“Writing is not necessarily something to be ashamed of, but do it in private and wash your hands afterwards.” -- Robert A. Heinlein --
Since my Deep Brain Stimulation surgery in April and May of
2017, things have been quiet and sparse around here. Maybe there’s something to “The Myth of the
Suffering Artist.” I'll caveat that: in no way, shape, or
form do I consider myself an artist. I have and always will approach things as a technician, or maybe an engineer. Even when it comes to writing. At the age of 9, I was introduced to a
cognitive model called “Blooms Taxonomy.” It provided an interesting crystal ball for scrying into to cobwebs and haunted machinery in my head. (Is that you, Lord Sauron?) I’ll spare you the
boring and deviant details of my training and early adventures in metacognition, but I've come to realize where my mind does its best work: synthesis.

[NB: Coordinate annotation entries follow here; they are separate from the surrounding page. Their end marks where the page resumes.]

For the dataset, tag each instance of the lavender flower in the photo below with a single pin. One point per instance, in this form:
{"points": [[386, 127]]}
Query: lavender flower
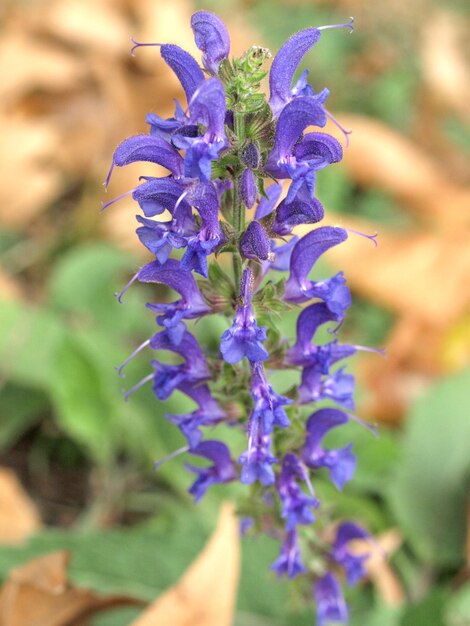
{"points": [[219, 151], [331, 606]]}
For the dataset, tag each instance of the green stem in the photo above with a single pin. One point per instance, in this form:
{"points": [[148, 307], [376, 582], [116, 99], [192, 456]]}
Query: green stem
{"points": [[238, 207]]}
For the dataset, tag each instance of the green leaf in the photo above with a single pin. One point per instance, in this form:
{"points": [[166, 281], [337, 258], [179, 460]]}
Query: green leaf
{"points": [[28, 340], [83, 285], [430, 489], [83, 408], [429, 611], [20, 408], [380, 615], [457, 612]]}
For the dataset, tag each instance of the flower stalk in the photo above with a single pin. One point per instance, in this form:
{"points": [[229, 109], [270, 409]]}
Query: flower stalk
{"points": [[225, 153]]}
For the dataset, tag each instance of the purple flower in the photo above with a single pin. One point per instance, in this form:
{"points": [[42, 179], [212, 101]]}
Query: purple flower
{"points": [[211, 38], [283, 69], [303, 352], [161, 237], [268, 405], [353, 564], [245, 337], [156, 195], [208, 413], [331, 606], [184, 66], [282, 255], [307, 251], [207, 107], [338, 387], [222, 470], [257, 461], [266, 205], [250, 156], [341, 463], [296, 505], [289, 215], [289, 562], [294, 119], [255, 243], [167, 377], [248, 188]]}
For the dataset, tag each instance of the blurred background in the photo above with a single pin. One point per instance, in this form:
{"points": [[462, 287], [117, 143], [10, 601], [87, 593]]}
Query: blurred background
{"points": [[75, 459]]}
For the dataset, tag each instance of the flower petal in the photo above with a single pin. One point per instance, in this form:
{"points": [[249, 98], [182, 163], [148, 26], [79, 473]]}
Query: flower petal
{"points": [[211, 38], [285, 63]]}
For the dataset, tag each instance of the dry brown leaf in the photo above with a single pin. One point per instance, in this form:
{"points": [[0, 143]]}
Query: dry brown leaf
{"points": [[38, 65], [27, 153], [38, 593], [18, 515], [205, 595], [379, 570], [96, 26], [445, 69], [418, 274], [380, 157]]}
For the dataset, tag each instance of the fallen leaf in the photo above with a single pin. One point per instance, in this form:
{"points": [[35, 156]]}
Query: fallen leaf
{"points": [[419, 274], [27, 148], [378, 569], [379, 156], [38, 65], [38, 593], [206, 593], [445, 69], [18, 515]]}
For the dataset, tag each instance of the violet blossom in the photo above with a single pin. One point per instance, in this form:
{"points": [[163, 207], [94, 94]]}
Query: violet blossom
{"points": [[227, 237]]}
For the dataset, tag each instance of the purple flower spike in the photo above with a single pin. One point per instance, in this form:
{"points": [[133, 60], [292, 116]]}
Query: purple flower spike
{"points": [[255, 243], [284, 65], [268, 405], [222, 470], [296, 505], [156, 195], [289, 562], [308, 322], [184, 66], [148, 148], [341, 463], [207, 107], [190, 306], [168, 377], [282, 255], [204, 197], [306, 252], [318, 358], [329, 599], [245, 337], [353, 564], [320, 146], [294, 119], [160, 237], [296, 212], [208, 413], [257, 461], [266, 205], [338, 387], [248, 188], [211, 38]]}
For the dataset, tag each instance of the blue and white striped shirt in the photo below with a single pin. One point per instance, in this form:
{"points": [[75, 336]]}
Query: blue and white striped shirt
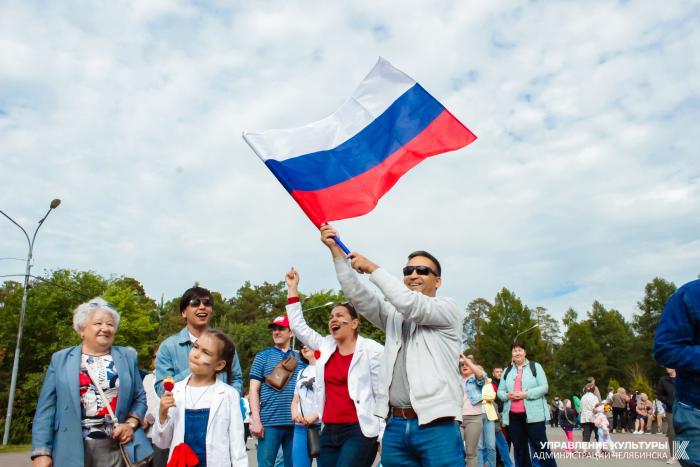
{"points": [[275, 406]]}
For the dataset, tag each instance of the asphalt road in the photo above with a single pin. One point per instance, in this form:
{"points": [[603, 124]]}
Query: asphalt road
{"points": [[641, 450]]}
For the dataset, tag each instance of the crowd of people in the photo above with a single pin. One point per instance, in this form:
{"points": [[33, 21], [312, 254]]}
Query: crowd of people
{"points": [[343, 399]]}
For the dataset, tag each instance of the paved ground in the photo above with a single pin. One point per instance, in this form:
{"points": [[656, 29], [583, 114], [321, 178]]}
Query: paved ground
{"points": [[642, 450]]}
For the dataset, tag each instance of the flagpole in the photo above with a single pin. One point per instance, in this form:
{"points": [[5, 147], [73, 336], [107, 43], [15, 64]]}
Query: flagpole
{"points": [[341, 244]]}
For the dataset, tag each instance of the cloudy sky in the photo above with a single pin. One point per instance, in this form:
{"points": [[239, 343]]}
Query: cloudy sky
{"points": [[584, 183]]}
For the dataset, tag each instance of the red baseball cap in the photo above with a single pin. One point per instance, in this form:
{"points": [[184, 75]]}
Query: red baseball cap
{"points": [[279, 321]]}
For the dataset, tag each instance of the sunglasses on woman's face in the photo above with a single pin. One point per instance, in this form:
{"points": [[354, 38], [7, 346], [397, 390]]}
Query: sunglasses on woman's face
{"points": [[195, 302], [420, 270]]}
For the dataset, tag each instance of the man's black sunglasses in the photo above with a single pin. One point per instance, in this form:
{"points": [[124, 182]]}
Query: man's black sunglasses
{"points": [[420, 270], [204, 301]]}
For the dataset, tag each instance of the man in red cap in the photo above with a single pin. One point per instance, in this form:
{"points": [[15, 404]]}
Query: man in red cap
{"points": [[270, 408]]}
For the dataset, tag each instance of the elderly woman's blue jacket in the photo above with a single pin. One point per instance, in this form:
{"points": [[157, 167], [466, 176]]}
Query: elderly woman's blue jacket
{"points": [[56, 428]]}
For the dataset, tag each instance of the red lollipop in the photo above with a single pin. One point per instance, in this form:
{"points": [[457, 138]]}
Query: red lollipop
{"points": [[168, 384]]}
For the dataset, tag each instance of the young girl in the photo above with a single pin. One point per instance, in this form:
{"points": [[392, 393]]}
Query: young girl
{"points": [[304, 409], [567, 422], [203, 412], [603, 425]]}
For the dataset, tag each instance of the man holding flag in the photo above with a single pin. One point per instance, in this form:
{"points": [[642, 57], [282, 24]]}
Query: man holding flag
{"points": [[423, 335]]}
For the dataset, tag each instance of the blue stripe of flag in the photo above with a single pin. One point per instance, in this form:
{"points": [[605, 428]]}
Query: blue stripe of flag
{"points": [[405, 119]]}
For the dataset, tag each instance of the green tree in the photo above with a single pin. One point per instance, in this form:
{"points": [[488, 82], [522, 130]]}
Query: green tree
{"points": [[505, 320], [477, 312], [656, 295], [615, 340], [578, 357]]}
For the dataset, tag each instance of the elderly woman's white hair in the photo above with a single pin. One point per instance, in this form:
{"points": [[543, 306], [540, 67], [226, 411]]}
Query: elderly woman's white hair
{"points": [[83, 311]]}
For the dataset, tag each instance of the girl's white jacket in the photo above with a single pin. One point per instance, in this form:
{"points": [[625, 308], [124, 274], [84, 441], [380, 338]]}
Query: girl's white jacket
{"points": [[365, 382], [224, 439]]}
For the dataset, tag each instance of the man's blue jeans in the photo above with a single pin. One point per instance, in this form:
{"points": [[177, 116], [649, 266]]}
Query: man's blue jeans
{"points": [[487, 442], [437, 444], [503, 449], [275, 436], [344, 445], [686, 422], [300, 454]]}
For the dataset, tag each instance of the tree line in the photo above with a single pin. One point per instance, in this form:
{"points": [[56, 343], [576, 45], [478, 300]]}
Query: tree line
{"points": [[604, 344]]}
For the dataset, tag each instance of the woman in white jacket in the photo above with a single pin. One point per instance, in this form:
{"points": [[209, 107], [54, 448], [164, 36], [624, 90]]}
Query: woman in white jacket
{"points": [[347, 382]]}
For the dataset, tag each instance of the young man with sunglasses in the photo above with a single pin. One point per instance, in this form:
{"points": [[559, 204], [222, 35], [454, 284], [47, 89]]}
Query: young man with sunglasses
{"points": [[423, 339], [173, 354]]}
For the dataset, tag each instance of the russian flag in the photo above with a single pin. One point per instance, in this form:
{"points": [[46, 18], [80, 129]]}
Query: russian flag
{"points": [[340, 166]]}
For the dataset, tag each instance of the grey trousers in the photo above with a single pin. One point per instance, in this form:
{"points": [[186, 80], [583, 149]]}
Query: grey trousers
{"points": [[471, 431], [102, 453]]}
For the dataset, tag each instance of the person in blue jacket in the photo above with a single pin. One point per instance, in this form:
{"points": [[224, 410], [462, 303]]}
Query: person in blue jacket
{"points": [[72, 425], [523, 388], [196, 307], [677, 345]]}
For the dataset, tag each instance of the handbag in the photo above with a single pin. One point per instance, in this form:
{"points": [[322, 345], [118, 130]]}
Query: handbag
{"points": [[313, 438], [281, 373], [137, 439]]}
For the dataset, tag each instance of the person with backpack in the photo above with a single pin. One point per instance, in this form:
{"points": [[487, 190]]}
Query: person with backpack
{"points": [[523, 389]]}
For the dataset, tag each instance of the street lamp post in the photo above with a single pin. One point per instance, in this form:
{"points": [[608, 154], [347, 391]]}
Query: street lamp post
{"points": [[294, 338], [15, 366]]}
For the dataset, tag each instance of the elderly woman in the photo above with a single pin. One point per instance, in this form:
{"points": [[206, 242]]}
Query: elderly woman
{"points": [[71, 412], [523, 388]]}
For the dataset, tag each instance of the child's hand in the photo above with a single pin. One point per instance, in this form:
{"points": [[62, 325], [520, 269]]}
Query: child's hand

“Using old concepts to create new ideas; design and invention; composing; imagining; inferring; modifying; predicting; combining”
For me, writing is a problem-solving and design process. I throw a few concepts, quotes, and
references at a wall. I arrange,
rearrange, connect, fill, typo, misspell, despair, yell, accept, and
publish. But there's no art here. It lacks creativity and originality. For example, this is where I should insert a gratuitous (and overused) quote from Saint Norman:
...all good things - trout as well as eternal salvation - come by grace and grace comes by art and art does not come easy.